Half of top community leaders anxious about future fundraising, says survey
Published on 23 January 2003, by howardlake
Research among 100 of the top community leaders in the UK, commissioned by Charity Bank, has found that one in two were anxious about future fundraising.
Such concerns are not surprising given the FTSE 100's 25% decline over the last 12 months. The community leaders polled
believed that the FTSE's recent poor performance could have a
strong negative impact not only on companies and trusts giving throughout 2003 but also on the reserves of those charities that have equity holdings.
An analysis of income sources revealed that most charities still rated three main sources of income as very important:
Statutory sources (77%)
Charitable trusts (67%)
Company giving (55%)
In response to these fears for 2003, two thirds of community leaders indicated that their trustees were prepared to look for new ways of funding.
Malcolm Hayday, Chief Executive of Charity Bank, said: "The growing concern about charitable funding means many organisations are looking at different options. It is encouraging that the survey also found that almost two in
three charities rated the increasing importance of earned income and trading. This shift requires new responses from funders. New organisations such as Charity Bank are now open for business, enabling charities to carry on with vital work rather than call on reserves at a difficult time."
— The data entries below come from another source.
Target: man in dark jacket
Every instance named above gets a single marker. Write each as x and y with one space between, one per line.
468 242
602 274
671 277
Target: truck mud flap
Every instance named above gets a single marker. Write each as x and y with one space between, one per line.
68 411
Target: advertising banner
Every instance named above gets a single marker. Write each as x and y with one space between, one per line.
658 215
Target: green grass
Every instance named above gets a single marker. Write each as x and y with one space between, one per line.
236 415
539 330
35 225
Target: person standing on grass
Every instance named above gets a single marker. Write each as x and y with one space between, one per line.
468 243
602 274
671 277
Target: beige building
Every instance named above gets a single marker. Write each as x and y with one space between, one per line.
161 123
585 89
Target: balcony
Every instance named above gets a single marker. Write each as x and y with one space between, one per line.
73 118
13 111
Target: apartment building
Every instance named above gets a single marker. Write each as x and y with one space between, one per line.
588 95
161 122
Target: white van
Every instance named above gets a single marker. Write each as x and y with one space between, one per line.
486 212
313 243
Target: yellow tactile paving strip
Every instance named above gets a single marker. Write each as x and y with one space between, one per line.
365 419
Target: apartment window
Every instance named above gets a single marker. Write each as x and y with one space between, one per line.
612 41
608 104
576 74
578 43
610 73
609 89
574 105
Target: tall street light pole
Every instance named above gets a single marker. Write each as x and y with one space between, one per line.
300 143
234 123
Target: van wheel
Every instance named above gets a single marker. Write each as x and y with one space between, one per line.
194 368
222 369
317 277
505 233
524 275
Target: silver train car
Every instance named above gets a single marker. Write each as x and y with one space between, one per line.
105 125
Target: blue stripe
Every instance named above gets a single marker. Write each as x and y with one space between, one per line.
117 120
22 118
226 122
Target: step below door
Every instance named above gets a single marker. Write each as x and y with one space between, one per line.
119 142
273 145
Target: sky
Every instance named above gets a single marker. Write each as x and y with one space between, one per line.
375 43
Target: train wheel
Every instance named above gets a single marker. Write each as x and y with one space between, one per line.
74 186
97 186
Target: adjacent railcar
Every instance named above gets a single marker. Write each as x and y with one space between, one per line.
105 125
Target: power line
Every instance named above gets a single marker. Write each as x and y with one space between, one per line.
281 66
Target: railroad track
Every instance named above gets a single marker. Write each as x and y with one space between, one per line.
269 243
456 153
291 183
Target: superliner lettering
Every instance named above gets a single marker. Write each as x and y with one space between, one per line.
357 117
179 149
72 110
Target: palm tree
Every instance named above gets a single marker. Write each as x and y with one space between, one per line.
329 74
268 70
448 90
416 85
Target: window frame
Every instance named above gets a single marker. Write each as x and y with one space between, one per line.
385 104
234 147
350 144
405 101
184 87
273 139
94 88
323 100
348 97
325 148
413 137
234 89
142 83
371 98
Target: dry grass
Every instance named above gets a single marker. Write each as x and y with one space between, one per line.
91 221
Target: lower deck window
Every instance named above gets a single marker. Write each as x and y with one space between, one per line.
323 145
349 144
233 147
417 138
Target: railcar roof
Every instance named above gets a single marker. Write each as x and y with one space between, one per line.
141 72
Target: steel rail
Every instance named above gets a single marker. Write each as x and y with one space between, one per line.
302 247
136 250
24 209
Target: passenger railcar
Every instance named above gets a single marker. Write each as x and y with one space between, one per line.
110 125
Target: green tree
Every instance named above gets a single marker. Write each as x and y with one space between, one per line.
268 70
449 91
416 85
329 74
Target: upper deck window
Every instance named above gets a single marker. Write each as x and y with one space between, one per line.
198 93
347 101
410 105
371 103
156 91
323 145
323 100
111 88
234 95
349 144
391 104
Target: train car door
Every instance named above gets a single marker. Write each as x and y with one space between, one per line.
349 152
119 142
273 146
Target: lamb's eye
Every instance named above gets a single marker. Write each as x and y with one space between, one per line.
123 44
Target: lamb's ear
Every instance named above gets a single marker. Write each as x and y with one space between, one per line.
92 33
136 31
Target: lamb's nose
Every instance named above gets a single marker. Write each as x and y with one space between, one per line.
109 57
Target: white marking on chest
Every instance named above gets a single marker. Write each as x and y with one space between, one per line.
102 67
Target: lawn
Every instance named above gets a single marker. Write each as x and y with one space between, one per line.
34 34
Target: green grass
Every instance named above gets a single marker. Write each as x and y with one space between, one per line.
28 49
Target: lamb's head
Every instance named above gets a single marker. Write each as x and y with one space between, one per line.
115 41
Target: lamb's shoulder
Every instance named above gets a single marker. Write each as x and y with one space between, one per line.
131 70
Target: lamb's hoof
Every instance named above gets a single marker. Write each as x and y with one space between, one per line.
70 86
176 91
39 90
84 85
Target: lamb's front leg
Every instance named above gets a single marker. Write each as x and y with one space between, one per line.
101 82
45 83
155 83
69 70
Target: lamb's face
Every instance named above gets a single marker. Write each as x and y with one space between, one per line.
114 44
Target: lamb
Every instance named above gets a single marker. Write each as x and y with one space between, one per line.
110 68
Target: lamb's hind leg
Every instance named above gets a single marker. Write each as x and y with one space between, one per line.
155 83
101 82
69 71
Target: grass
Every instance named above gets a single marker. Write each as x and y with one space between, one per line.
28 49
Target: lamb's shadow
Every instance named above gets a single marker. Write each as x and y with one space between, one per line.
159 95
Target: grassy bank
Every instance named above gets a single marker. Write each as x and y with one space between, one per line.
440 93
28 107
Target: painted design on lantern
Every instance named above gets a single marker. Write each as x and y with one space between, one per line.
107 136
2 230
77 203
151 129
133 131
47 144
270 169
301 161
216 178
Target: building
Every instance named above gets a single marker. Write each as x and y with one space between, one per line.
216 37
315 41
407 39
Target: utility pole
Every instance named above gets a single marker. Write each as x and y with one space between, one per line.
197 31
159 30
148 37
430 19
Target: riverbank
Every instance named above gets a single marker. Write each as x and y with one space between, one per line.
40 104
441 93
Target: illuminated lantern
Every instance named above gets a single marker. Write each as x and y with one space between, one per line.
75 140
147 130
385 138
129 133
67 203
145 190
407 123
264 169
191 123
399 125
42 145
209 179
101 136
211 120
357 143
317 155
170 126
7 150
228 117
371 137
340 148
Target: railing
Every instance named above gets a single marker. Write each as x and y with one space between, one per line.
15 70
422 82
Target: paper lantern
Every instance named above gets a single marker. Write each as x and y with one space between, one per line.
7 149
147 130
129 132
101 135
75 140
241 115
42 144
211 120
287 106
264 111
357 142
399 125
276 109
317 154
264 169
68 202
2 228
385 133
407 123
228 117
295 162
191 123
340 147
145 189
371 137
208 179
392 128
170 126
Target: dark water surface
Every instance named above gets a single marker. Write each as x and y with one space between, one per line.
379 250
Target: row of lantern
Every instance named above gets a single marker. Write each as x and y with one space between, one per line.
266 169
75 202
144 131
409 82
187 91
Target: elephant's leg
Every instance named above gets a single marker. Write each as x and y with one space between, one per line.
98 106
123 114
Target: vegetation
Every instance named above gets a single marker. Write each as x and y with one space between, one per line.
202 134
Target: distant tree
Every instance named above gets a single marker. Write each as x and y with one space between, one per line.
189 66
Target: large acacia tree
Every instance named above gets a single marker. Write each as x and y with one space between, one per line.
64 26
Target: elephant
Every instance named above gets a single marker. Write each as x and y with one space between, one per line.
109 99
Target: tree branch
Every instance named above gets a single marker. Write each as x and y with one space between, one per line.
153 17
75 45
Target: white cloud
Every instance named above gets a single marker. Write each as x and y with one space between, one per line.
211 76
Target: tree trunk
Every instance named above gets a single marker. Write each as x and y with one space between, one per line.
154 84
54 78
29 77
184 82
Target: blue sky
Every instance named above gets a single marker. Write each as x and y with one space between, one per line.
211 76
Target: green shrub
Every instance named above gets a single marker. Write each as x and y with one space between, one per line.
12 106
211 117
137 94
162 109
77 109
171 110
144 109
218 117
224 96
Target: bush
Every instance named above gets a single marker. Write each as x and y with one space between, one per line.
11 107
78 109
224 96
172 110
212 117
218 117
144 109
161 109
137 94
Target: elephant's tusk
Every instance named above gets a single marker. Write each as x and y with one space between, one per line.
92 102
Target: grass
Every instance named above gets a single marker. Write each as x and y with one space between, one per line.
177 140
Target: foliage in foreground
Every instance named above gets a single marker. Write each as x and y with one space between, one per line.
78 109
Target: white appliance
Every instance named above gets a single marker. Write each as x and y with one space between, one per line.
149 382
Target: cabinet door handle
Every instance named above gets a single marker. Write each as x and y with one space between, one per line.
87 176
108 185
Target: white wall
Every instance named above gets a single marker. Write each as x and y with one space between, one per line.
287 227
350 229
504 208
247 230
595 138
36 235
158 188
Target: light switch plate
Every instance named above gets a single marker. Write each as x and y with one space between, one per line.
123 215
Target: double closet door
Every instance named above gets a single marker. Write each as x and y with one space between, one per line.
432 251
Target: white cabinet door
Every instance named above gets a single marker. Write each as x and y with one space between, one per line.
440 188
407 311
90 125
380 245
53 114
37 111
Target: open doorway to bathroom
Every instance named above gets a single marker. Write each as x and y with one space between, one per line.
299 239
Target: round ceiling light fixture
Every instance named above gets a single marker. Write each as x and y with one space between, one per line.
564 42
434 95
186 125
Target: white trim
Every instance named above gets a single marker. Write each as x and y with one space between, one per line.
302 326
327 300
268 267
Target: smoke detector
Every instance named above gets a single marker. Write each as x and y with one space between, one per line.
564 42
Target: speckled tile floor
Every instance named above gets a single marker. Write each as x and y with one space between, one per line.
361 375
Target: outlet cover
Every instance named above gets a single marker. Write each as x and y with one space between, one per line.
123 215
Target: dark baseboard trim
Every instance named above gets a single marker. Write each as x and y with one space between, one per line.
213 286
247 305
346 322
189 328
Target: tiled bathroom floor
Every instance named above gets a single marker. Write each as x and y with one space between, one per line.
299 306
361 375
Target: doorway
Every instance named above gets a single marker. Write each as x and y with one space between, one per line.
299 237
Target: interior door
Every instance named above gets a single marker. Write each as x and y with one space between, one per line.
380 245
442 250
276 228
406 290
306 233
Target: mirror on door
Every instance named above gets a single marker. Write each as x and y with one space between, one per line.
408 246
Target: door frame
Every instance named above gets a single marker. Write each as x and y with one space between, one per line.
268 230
Active Community Unit Director, Helen Edwards, said: "Charity Bank is a welcome addition in the journey to increase funding and money available to charitable organisations. I am sure that Charity Bank will add value to our principles of building a fair, prosperous and cohesive society in which everyone has a stake, and aid in the development of a civil society."
The research was carried out by The SMART Company, a strategic consultancy specialising in social, ethical and environmental responsibility.